Parmi ces derniers, en règle générale, on peut placer les États-Unis, — quoique cependant occupant une position entre les classes très-différentes que nous avons établies. Dans les États du Nord, presque tous les enfants reçoivent un certain degré d’éducation ; mais lorsqu’ils passent de l’école dans le monde, ils trouvent qu’excepté la seule agriculture, une agriculture nullement savante, ces professions qui visent à augmente la quantité, ou à améliorer la qualité des utilités au service de l’homme, sont fermées pour eux. Le négoce, le barreau, et plus les professions abstraites sont au contraire toujours ouvertes, et absorbent ainsi une proportion indue de la masse de faculté qui a été développée dans les écoles[2].

Les conséquences ont été la formation d’une classe de population flottante toujours disposée à presque toute invasion dans

  1. Dans une occasion récente, lord Campbell adressait au grand jury du comté de Chester, à propos de l’état de la morale publique dans cette localité, un discours dont voici le résumé.

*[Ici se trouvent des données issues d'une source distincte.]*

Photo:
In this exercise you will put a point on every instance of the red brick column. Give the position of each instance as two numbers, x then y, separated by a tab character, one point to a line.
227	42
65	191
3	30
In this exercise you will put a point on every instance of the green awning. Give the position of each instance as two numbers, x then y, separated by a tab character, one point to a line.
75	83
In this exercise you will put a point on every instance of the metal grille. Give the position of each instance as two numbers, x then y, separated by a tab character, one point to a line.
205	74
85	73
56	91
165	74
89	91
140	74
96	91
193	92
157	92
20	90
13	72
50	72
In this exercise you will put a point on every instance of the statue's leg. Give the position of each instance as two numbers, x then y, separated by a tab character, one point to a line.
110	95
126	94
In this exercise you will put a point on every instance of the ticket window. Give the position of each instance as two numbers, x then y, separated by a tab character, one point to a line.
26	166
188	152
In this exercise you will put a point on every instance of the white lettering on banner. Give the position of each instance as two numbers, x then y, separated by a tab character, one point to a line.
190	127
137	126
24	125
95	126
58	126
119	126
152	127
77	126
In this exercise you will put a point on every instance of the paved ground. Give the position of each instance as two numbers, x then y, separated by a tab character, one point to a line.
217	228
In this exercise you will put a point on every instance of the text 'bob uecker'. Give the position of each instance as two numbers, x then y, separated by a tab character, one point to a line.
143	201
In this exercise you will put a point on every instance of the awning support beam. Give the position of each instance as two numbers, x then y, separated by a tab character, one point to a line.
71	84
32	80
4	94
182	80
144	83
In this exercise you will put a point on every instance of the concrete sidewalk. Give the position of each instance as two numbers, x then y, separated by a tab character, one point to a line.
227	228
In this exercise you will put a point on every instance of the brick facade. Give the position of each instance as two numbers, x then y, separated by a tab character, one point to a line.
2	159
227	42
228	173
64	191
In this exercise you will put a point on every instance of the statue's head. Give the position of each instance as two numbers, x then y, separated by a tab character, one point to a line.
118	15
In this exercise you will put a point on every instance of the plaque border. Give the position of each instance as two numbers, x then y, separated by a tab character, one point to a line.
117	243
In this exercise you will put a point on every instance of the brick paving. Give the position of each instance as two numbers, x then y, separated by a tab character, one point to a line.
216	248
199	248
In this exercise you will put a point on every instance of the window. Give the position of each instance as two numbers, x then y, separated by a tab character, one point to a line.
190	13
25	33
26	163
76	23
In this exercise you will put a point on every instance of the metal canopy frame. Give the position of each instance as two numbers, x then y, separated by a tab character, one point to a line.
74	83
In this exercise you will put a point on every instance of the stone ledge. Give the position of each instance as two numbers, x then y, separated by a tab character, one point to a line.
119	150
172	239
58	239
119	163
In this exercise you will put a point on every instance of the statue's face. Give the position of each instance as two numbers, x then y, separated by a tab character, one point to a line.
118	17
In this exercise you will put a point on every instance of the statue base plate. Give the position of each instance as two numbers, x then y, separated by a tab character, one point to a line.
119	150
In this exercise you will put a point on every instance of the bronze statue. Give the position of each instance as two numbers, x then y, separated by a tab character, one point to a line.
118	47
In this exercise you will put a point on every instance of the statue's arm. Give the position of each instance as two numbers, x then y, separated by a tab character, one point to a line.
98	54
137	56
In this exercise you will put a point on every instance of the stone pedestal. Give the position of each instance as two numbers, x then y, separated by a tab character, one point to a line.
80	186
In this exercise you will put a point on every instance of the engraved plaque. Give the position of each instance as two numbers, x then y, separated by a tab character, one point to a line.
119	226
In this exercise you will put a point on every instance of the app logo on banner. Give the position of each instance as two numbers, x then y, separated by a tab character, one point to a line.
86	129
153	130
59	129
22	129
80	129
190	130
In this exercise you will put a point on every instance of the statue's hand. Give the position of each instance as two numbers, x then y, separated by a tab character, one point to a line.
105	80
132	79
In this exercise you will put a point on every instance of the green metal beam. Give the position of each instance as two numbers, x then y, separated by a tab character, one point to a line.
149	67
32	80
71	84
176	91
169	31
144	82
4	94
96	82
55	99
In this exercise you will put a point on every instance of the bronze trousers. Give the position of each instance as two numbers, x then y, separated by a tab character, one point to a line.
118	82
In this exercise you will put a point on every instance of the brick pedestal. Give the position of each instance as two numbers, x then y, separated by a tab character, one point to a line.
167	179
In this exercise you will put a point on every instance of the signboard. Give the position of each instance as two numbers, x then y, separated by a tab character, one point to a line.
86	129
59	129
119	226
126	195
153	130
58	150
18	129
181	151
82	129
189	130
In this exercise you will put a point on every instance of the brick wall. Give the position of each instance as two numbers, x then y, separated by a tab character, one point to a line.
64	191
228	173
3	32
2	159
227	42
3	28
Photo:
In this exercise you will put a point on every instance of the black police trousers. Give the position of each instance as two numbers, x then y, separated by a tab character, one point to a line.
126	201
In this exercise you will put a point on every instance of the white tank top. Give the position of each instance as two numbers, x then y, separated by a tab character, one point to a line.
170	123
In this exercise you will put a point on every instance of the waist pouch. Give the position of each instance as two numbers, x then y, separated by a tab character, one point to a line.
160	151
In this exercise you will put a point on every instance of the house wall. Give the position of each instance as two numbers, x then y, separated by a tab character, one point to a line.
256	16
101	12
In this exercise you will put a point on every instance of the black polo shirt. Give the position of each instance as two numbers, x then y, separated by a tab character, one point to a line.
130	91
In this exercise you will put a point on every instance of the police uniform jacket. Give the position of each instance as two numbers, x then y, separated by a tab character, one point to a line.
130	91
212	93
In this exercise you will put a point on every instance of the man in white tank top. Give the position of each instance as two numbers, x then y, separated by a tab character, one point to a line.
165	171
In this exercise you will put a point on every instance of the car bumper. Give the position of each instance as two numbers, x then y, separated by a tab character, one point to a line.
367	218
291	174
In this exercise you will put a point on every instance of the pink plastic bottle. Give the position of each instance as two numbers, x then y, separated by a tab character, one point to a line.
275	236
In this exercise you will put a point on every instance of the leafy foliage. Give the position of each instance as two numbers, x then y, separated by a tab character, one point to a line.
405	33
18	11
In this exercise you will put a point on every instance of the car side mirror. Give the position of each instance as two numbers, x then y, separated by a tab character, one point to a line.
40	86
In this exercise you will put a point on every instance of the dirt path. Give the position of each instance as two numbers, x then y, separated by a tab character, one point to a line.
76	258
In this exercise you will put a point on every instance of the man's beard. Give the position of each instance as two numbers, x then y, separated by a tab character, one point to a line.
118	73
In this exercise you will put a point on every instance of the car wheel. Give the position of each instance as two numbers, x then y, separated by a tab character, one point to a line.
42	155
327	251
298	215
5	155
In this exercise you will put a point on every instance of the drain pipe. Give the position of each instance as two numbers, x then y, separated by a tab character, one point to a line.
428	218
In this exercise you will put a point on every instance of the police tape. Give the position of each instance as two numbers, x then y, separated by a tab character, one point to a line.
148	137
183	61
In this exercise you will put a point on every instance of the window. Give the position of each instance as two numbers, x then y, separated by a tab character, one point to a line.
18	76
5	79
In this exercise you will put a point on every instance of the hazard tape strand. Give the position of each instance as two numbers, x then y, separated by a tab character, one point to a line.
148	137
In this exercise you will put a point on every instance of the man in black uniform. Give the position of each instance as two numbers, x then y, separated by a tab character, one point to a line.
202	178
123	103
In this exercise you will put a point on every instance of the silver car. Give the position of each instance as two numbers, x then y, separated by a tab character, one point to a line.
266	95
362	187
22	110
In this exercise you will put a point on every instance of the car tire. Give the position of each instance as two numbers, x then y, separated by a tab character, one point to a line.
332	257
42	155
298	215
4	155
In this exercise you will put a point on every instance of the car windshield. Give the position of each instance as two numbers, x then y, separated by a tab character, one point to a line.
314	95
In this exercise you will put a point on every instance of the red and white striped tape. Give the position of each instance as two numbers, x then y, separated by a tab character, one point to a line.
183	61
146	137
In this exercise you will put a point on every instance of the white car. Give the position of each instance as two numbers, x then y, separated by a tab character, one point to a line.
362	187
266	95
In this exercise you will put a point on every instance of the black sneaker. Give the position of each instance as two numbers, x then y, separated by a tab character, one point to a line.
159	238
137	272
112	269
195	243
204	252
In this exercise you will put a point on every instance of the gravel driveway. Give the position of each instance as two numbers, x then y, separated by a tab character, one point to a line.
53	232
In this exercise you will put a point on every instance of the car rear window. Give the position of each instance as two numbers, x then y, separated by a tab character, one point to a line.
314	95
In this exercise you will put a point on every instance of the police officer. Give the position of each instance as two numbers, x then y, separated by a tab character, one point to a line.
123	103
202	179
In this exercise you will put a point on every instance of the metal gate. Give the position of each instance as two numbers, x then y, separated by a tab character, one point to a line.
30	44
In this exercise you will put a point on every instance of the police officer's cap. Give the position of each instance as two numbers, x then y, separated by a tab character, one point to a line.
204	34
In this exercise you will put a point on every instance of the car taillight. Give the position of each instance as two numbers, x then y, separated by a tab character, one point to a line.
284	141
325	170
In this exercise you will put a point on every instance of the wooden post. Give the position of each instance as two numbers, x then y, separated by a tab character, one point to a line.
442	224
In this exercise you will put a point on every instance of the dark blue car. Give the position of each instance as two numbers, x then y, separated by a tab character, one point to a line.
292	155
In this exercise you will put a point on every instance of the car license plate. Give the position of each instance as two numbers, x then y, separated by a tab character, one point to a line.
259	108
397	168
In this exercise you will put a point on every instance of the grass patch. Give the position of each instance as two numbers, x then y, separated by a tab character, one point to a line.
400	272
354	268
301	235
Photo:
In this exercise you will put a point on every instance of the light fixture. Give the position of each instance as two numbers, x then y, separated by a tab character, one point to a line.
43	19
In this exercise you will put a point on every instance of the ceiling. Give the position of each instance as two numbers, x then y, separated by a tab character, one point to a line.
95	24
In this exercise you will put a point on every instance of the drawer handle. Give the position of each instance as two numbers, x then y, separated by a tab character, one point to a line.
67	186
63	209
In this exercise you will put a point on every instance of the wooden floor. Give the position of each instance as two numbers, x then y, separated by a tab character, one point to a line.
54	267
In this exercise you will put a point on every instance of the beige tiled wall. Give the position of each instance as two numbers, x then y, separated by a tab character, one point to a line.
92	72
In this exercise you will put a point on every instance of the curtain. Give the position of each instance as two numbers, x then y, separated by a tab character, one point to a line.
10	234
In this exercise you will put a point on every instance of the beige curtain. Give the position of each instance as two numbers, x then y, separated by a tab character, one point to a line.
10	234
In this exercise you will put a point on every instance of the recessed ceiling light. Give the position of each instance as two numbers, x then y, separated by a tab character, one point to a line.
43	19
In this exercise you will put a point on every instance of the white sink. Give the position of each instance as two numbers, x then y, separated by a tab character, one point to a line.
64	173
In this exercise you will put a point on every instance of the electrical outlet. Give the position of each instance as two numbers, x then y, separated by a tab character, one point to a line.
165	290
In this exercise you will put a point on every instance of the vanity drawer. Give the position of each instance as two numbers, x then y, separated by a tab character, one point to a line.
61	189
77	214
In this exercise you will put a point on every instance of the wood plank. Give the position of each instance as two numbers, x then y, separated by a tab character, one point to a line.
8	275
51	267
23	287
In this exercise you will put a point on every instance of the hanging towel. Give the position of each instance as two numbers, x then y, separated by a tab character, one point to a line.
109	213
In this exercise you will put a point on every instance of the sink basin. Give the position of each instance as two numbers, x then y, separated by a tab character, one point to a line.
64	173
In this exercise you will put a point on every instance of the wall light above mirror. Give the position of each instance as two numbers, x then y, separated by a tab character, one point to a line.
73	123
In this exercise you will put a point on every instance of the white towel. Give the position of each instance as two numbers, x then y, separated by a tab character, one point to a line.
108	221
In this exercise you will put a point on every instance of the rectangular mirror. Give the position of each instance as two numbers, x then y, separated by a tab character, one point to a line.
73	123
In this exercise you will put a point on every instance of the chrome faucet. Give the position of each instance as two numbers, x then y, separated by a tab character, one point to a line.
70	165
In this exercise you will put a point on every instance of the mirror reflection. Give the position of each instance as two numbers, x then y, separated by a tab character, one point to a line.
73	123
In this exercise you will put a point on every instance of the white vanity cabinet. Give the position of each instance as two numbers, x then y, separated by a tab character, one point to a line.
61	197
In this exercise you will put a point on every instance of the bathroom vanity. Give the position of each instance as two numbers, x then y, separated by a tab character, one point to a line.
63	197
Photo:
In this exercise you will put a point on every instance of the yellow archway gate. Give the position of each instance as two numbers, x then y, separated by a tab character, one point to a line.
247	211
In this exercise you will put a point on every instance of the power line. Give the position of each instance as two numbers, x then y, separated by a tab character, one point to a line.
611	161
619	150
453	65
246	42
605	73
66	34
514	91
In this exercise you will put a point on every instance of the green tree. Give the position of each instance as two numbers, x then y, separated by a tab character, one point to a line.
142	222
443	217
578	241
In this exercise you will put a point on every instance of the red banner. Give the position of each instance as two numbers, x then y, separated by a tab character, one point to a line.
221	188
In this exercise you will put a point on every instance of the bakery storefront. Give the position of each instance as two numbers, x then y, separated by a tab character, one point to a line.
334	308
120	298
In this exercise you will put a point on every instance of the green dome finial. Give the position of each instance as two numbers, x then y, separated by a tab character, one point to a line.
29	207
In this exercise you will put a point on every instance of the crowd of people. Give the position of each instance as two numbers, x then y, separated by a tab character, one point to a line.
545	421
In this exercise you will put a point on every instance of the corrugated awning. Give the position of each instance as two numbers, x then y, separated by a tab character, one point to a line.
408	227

      « Le calendrier qui se déroule devant lui est effrayant. Il n’y a que trois ou quatre mois depuis la tenue des dernières assises et que la geôle a été vidée, et voici aujourd’hui une autre liste de crimes dont le degré fait frémir et dont le nombre est alarmant. Non-seulement les causes sont nombreuses, mais les cas sont de la teinte la plus sombre. Les voici exposés devant vous par groupes rangés selon l’ordre alphabétique, et sous chaque tête d’ordre le nombre des cas est considérable (ici l’émunération des sortes de crimes) ; il y en a qui n’avaient pas encore été nommés chez nous. C’est un fort triste état de choses. La faute cependant n’en est pas aux fonctionnaires, ils ont sans nul doute rempli leurs devoirs de magistrats pour que la loi fût exécutée, l’ordre maintenu, les droits de propriété assurés ; mais une considération importante et sur laquelle on doit réfléchir, c’est que notre prospérité matérielle ayant augmenté, le crime a augmenté aussi dans quelques parties du pays. Il avait espéré que grâce au progrès de l’éducation et à l’instruction religieuse que donne le clergé, un meilleur état de choses se serait présenté. »
  2. Voir précéd., vol. II, p. 246, 258.